Der Konflikt breitet sich in rasantem Tempo aus: Millionen Menschen gehen in den arabischen Staaten auf die Straße, um ihre Wut zu demonstrieren. In Djerba sterben 15 Menschen bei einem Bombenattentat. Die libanesische Hisbollah feuert seit Tagen Raketen gegen Israel und riskiert damit eine Ausweitung der israelischen Militäraktionen auf den Libanon. Und auch die Weltwirtschaft könnte durch steigende Ölpreise bedroht werden. Muss nicht Europa nun größten Druck auf Israel ausüben, um weiteren Schaden abzuwenden – von der Region und von uns selbst?
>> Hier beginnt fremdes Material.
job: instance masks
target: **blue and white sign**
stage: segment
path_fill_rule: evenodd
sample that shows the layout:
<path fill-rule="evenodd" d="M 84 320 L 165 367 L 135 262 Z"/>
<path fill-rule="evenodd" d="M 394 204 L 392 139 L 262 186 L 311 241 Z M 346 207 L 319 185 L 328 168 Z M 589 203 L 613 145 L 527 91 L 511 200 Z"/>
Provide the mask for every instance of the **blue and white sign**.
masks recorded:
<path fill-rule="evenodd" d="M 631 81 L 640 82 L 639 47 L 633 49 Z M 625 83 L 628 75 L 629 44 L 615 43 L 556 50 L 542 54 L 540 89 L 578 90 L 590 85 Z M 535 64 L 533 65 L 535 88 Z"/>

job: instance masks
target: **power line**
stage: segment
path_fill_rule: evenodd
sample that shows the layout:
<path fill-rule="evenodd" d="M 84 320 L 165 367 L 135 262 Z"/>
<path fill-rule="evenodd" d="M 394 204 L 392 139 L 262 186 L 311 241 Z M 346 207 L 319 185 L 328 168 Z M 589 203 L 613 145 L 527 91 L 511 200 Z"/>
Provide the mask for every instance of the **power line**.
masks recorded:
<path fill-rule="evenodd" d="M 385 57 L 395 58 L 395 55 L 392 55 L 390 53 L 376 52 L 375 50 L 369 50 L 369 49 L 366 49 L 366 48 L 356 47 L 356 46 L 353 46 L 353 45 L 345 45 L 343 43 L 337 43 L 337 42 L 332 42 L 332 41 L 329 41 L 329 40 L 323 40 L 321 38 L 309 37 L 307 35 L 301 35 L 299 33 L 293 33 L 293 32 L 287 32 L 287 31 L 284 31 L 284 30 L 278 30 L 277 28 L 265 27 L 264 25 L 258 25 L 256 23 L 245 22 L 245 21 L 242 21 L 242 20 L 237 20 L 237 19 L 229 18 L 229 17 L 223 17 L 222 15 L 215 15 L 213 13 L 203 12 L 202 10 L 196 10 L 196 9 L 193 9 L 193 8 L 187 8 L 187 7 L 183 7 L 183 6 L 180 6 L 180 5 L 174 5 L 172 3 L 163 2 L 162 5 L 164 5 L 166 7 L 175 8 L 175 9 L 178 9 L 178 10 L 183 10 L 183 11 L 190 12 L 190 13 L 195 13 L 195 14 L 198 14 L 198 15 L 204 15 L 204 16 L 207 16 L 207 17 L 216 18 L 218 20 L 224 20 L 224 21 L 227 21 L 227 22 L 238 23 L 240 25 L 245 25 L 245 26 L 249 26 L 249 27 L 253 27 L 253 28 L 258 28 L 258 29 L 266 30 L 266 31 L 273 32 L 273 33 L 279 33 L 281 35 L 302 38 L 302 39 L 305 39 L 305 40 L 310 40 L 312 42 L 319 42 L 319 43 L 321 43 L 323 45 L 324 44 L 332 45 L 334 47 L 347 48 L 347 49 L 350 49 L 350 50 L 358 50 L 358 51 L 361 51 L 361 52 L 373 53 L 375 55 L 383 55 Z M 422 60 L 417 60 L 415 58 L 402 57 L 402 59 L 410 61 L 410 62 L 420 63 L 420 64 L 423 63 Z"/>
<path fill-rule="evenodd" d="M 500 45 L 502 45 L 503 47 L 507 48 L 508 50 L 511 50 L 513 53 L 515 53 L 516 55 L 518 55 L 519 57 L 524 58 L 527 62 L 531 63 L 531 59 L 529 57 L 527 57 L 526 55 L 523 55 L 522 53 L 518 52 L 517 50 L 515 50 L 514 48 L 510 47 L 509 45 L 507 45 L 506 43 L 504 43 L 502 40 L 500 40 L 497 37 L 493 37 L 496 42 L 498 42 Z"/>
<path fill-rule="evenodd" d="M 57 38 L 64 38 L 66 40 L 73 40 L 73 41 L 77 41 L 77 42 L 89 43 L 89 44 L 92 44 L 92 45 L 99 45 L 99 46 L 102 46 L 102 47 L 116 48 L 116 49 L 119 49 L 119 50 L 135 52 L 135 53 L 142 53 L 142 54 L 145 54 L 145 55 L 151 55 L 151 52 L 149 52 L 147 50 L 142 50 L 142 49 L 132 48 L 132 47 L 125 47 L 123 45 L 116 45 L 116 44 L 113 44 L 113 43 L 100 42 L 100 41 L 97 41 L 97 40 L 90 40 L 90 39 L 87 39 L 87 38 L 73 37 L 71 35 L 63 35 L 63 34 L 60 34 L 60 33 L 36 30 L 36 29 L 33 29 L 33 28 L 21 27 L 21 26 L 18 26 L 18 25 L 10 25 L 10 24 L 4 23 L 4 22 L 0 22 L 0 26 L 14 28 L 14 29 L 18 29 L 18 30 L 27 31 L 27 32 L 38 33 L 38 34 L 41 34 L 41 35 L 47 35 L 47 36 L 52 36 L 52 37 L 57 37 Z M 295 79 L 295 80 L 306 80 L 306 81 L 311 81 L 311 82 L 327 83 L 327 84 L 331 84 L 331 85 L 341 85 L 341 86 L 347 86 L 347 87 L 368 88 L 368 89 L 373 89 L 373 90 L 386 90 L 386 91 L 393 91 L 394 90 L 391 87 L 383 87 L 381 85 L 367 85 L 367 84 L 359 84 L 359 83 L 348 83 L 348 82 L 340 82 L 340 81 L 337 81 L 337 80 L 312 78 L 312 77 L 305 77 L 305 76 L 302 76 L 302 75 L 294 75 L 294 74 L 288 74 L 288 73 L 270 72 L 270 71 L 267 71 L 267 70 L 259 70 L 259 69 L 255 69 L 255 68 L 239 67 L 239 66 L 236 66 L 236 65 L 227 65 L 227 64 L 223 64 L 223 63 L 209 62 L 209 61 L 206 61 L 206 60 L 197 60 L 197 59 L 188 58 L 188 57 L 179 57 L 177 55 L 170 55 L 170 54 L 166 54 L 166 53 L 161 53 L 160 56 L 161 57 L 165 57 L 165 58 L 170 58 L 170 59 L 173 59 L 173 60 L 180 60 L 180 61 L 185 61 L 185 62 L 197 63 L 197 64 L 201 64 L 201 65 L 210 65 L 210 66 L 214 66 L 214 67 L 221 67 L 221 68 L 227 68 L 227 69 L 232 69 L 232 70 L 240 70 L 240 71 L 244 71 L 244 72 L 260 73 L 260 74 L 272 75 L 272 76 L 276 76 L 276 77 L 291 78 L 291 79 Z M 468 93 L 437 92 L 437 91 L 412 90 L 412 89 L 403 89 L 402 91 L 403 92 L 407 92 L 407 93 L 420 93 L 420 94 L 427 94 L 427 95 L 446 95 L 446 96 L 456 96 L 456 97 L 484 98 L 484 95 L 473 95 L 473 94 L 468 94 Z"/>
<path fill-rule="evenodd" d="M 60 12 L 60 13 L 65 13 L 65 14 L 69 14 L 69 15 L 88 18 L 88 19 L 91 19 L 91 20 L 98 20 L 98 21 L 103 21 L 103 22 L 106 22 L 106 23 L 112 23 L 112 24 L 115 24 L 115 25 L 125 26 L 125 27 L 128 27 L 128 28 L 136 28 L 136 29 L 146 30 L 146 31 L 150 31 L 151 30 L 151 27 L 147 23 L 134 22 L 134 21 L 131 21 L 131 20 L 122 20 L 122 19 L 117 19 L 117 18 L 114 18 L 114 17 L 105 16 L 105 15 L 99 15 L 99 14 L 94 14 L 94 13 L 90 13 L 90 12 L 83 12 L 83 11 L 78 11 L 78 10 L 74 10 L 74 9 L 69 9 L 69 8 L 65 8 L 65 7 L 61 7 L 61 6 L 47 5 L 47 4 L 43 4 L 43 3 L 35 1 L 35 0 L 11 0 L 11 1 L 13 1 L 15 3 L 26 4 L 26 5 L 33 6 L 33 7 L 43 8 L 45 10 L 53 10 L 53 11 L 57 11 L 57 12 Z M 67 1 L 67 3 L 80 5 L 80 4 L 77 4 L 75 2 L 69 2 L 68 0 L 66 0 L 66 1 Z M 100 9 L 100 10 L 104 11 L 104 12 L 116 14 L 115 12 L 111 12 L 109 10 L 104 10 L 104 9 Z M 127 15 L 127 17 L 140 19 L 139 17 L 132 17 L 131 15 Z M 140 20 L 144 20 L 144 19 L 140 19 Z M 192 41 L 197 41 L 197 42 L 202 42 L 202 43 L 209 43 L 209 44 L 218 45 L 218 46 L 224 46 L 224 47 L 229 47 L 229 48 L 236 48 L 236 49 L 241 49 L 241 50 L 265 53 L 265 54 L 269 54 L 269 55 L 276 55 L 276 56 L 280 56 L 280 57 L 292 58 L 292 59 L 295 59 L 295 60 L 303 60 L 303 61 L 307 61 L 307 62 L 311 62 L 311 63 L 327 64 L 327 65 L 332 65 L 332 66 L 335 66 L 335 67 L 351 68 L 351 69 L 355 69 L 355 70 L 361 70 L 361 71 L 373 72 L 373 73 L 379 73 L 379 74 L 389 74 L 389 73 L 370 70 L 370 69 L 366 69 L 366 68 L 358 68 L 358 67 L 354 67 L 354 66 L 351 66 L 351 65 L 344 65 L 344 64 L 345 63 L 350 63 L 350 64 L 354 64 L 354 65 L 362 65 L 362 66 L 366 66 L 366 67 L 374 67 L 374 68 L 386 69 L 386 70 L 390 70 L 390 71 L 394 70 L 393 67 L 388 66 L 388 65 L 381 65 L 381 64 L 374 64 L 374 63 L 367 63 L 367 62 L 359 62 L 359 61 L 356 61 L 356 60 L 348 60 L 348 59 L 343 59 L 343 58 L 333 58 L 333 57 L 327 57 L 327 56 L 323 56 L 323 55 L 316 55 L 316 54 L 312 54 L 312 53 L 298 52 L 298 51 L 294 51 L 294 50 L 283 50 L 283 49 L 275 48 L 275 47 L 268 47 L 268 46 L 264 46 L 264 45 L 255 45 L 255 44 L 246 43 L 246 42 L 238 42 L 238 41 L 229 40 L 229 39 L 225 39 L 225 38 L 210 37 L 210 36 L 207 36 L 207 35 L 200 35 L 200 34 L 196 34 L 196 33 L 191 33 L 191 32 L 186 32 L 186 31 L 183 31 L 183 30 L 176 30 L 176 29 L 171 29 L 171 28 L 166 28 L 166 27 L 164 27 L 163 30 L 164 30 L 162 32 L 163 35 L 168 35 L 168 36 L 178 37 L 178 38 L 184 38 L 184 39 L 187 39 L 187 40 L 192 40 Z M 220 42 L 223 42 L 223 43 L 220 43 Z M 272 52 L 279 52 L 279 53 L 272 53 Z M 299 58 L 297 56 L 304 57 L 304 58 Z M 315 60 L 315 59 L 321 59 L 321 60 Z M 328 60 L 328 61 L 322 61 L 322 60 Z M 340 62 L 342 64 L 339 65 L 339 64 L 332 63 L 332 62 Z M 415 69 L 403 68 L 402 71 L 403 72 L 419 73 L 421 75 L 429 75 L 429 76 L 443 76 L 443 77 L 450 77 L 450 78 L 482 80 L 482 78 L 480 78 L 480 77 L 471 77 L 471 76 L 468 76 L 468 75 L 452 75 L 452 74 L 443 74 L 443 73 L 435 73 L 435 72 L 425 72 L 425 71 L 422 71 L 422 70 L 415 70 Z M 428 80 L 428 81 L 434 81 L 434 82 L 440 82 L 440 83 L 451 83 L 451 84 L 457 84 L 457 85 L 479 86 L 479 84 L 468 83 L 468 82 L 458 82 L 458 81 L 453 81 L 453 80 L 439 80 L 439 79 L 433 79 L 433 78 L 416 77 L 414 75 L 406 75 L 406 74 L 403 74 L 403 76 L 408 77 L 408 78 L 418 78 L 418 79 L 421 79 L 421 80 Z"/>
Als Adressat westlichen Zwangs – diplomatisch feiner „Druck“ genannt – kommt meist nur Israel in Betracht. Das hat viele Gründe. Einer ist kultureller Natur: Israel ist ein westlich geprägter, demokratischer Staat, dem wir ein strikteres Einhalten der Menschenrechte abverlangen. Andere Gründe sind pragmatischer und: verlogener. Wir haben Angst vor der Wut der arabischen Massen. Angst davor, dass sie die korrupten arabischen Diktatoren hinwegfegen, mit denen wir über Jahrzehnte so gut zusammengearbeitet haben. Und dass arabische Extremisten den Terror nach Europa tragen wie in den 70er und 80er Jahren. Das Attentat in Djerba und die Anschläge auf Synagogen in Frankreich sind nur ein Vorgeschmack davon.

Außerdem wissen wir, dass nur Israel für Druck empfänglich ist. Als Arafat noch eine Autonomiebehörde besaß, ist er den Einflussnahmen des Westens ausgewichen, hat die Gesandten schamlos angelogen über seinen vermeintlichen Kampf gegen den Terror. Jetzt, da seine Verwaltung in Trümmern liegt, kann er tatsächlich wenig ausrichten – und der Westen hat resigniert. Aber reicht das als Begründung aus, um nur Israel unter Druck zu setzen? Ein Beispiel für die Verwirrung der Maßstäbe ist die gestern verabschiedete Resolution der UN-Menschenrechtskommission. Da ist von „Massentötungen“ der Israelis die Rede, noch bevor klar ist, was in Dschenin tatsächlich geschehen ist, wo auch Israel 26 Soldaten verloren hat. Eine eindeutige Verurteilung des palästinensischen Terrors steht auch nicht in dem Beschluss – trotz der Beweise über Verbindungen zur Autonomiebehörde. Dennoch haben einige EU-Staaten der Resolution zugestimmt. Dabei sollte die EU wissen: Joschka Fischers ambitionierter Friedensplan kann nur Erfolg haben, wenn Europa auf einer Linie bleibt – und fair.

In den 70er Jahren haben die europäischen Staaten aus Angst vor dem arabischen Öl-Boykott eine Serie einseitiger Nahost-Resolutionen beschlossen. Der Ruf der Araberfreundlichkeit haftet ihnen seither an. Wenn die EU Feuerwehr spielen will, sollte sie daher an einem anderen Brandherd beginnen – dem libanesischen etwa. Weder die Ordnungsmacht Syrien noch Libanons Regierung verhindern die Raketen auf Israel. Hier wäre politischer Druck angebracht, vielleicht sogar ein Boykott. Doch dafür benötigte Europa nicht nur Angst, sondern auch ein wenig Mut.